Buoyed by its victory at the World Trade Organisation (WTO) last year against India’s poultry import ban, the U.S. has now trained its guns on the country’s pork import regulations — which include a condition that such consignments must be beef-free.
During recent bilateral discussions, India made it clear to the U.S. that the requirement – that pork import consignments must be beef-free — cannot be done away with due to apprehensions of such a move “hurting religious sentiments and provoking riots,” official sources told The Hindu on the condition of anonymity.
The requirement is also in place due to health reasons – to protect human health by preventing the spread of infectious diseases from animals, they added.
Pigs are usually fed with food ingredients of animal origin to meet their protein requirements. Such animal feeds — including meat/bone/blood meal and hydrolysed intestinal tissues — are among the most cost-effective methods to hike protein levels in the diet of animals such as pigs. However, many Indian States prevent cow slaughter.
Also, beef ban, in States such as Maharashtra, had recently become controversial and the BJP had turned beef into a major political issue.

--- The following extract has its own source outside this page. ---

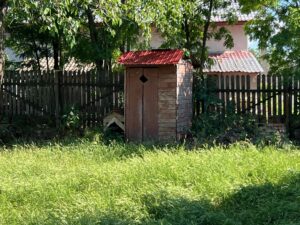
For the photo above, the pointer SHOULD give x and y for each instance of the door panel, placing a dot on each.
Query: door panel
(141, 115)
(150, 114)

New Delhi has emphasised that if the U.S. wants to export pork/pork products to India without trouble, all such consignments must come with an official veterinary certificate that the animal (pig in this case) was not fed with feed derived from cows/beef/ beef products.
The requirement of a veterinary certificate stating among other things that “the consignment(s) of processed and unprocessed pork and pork products destined to India do not contain beef and beef products in any form” will not be removed, the sources said.
They said the U.S. claims the condition is not based on a scientific risk assessment and the concerned international standard (World Organisation for Animal Health). However, citing the example of Australia fulfilling all the pork import norms of India to increase their exports, the Indian authorities have asked the U.S. to do the same, they added.
The sources said the U.S. has restrictions on import of Indian dairy items on fears of foot-and-mouth disease. Pointing out that all dairy product exports from India are tested to ensure quality, the sources said India will shortly take up bilaterally the issue of U.S. restrictions on these items.
On its part, the U.S. had strengthened its animal feed norms to prevent the spread of diseases such as Bovine Spongiform Encephalopathy (BSE or the mad cow disease that is transmitted to humans).
Following the detection of some cases of BSE, the U.S. Food and Drug Administration had tightened animal feed norms in 1997 and in 2008. It had prohibited “the use of high-risk cattle material (including those derived from BSE-positive cattle) in feed for all animal species.”